Not ready for Kubernetes 1.13 yet? At least patch your setup NOW

Three new patches for container orchestration software Kubernetes have been issued to fix a critical security flaw which could let attackers steal data or inject code with comparative ease.

According to Kubernetes Product Security Team member Jordan Liggitt, the vulnerability CVE-2018-1002105 concerns the Kubernetes API Server, the project’s main management element. If not patched, the flaw can be used to establish connections to backend servers and send them requests authenticated with the Kubernetes API server’s TLS credentials.

This means attackers could gain full admin privileges on any compute node in a Kubernetes cluster. The issue can be fixed by upgrading either to newly available v1.13 or one of the patches (1.10.11, 1.11.5, and 1.12.3).

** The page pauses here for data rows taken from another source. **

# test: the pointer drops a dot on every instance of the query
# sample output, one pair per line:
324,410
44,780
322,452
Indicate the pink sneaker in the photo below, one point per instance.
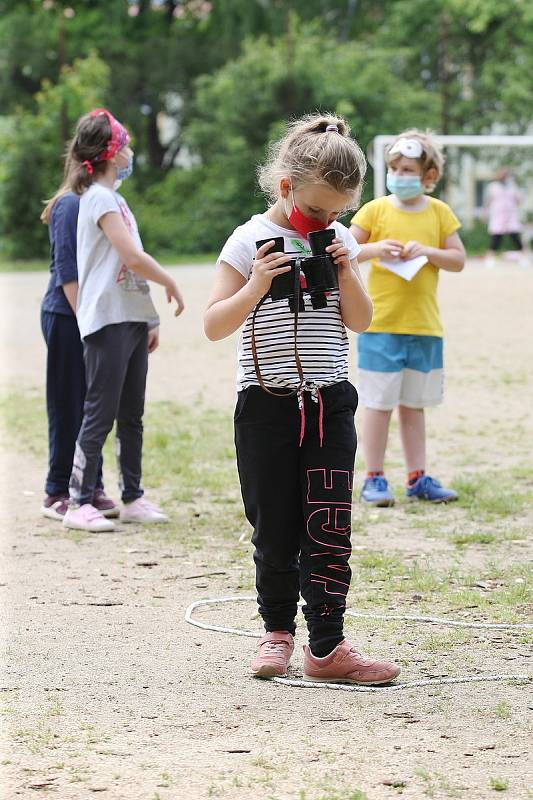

Since the complexity of the attack is rather low and an execution requires neither privileges nor user interaction, the flaw has been labeled as critical (9.8 out of 10) and applying one of the patches can therefore only be strongly advised. Kubernetes-based services and products are affected as well. Red Hat for example has already started delivering fixes and pushing updates to its various OpenShift offerings.

According to the GitHub issue set up for the problem there is “no simple way to detect whether this vulnerability has been used. Because the unauthorized requests are made over an established connection, they do not appear in the Kubernetes API server audit logs or server log. The requests do appear in the kubelet or aggregated API server logs, but are indistinguishable from correctly authorized and proxied requests via the Kubernetes API server.”